April 16th, 2009
Sixth Sense: A Web you can wear
In the April 15th edition of the Christian Science Monitor, I had the priviledge of providing analysis and commentary of MIT’s “Sixth Sense” device. For the uninitiated, Sixth Sense is a conglomeration of wearable mobile tools (webcam, 3G modem, micro-projector and palmtop computer) that together collect data about the world around the wearer, and superimpose data from the cloud on top of physicality.
The full article is here: http://features.csmonitor.com/innovation/2009/04/15/sixth-sense-a-web-you-can-wear/
You can see a video of the device here:
Some choice quotes:
But observers are already envisioning future improvements to Sixth Sense that could result in some startling possibilities.

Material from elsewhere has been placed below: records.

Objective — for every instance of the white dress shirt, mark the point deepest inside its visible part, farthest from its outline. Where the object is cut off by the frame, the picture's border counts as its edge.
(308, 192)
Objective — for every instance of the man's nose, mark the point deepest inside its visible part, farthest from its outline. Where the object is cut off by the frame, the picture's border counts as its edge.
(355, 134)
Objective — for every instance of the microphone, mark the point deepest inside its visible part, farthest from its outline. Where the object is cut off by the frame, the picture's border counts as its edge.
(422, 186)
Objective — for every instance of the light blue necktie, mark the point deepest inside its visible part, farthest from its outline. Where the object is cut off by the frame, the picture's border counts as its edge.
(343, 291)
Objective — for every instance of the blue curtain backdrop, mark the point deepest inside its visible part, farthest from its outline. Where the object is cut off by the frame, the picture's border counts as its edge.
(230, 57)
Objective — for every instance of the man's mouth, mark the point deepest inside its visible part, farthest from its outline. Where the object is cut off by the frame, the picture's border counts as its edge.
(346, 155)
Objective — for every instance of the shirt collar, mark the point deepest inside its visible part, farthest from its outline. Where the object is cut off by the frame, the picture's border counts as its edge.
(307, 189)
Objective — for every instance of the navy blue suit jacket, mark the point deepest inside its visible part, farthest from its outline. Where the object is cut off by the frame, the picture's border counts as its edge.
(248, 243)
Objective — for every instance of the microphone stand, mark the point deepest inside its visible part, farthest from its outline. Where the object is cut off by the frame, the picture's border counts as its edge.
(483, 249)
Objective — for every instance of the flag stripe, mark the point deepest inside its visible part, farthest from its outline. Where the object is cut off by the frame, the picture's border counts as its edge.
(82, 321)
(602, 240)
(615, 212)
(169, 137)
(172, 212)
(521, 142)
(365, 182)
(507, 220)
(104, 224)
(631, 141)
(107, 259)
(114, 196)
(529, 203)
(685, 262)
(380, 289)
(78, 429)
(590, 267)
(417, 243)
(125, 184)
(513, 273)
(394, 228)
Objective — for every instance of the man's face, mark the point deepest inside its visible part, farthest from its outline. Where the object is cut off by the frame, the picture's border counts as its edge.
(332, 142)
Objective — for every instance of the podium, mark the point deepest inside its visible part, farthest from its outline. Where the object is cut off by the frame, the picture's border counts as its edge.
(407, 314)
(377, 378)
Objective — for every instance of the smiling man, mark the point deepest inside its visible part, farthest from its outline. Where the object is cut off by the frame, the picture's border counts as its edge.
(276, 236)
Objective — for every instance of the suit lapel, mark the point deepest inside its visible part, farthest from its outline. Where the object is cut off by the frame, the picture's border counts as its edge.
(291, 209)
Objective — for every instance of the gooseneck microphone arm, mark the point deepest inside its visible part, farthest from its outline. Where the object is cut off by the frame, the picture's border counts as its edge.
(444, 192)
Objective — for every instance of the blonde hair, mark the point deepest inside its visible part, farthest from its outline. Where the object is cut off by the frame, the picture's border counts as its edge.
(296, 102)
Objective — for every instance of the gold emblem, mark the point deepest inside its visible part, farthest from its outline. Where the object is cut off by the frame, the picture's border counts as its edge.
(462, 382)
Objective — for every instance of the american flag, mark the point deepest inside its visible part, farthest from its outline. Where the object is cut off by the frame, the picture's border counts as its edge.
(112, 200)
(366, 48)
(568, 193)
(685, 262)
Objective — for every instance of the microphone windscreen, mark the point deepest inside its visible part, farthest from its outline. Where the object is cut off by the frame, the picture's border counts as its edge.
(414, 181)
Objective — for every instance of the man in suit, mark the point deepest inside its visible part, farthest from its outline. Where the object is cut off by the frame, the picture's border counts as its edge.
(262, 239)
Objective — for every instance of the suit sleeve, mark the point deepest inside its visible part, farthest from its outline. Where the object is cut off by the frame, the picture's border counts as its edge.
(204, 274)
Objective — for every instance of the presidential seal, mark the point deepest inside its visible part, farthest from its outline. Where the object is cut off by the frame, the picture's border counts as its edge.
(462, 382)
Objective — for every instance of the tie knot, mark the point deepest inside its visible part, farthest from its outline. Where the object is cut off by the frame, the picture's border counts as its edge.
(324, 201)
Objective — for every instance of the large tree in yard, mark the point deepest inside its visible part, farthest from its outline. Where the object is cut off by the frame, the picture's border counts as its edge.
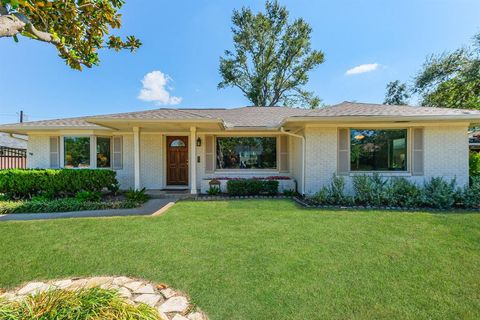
(77, 28)
(271, 58)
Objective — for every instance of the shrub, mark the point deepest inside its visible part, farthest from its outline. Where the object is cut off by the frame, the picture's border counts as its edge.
(474, 163)
(440, 194)
(213, 190)
(248, 187)
(88, 196)
(403, 193)
(21, 183)
(93, 303)
(370, 190)
(61, 205)
(137, 195)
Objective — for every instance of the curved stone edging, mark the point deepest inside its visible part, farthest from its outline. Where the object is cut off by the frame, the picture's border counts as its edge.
(171, 304)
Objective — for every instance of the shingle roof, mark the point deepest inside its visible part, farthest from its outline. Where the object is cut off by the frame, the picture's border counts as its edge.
(266, 117)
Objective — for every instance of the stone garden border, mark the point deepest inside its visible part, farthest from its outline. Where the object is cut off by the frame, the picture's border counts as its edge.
(170, 304)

“Its current representation is a pretty fun parlor trick that has the roots of being a transformative capability down the road,” says Jonas Lamis, founder of the advanced technology research and consulting firm SciVestor in Austin, Texas.
Among Mr. Lamis’s predictions: Sixth Sense’s current projector will eventually give way to contact lenses that overlay data directly onto a person’s field of vision.
In places where we now find fixed advertisements, like posters or billboards, we will see ads calibrated to our exact location and interests, he says. We will effortlessly access virtual conversations, like those on Twitter, about the people, places, and events we come across in person.
And Sixth Sense-type computers with advanced facial recognition capabilities, Lamis says, might show information about the people we pass on the street. We would know if he donated to a political candidate, if she writes an environmentally themed blog, or if he appears in a database of registered child predators – all in real time.
“People in different areas are thinking about this as viable for consumers down the road,” Lamis says. “It [will have] really profound implications for how [we] ultimately see the world.”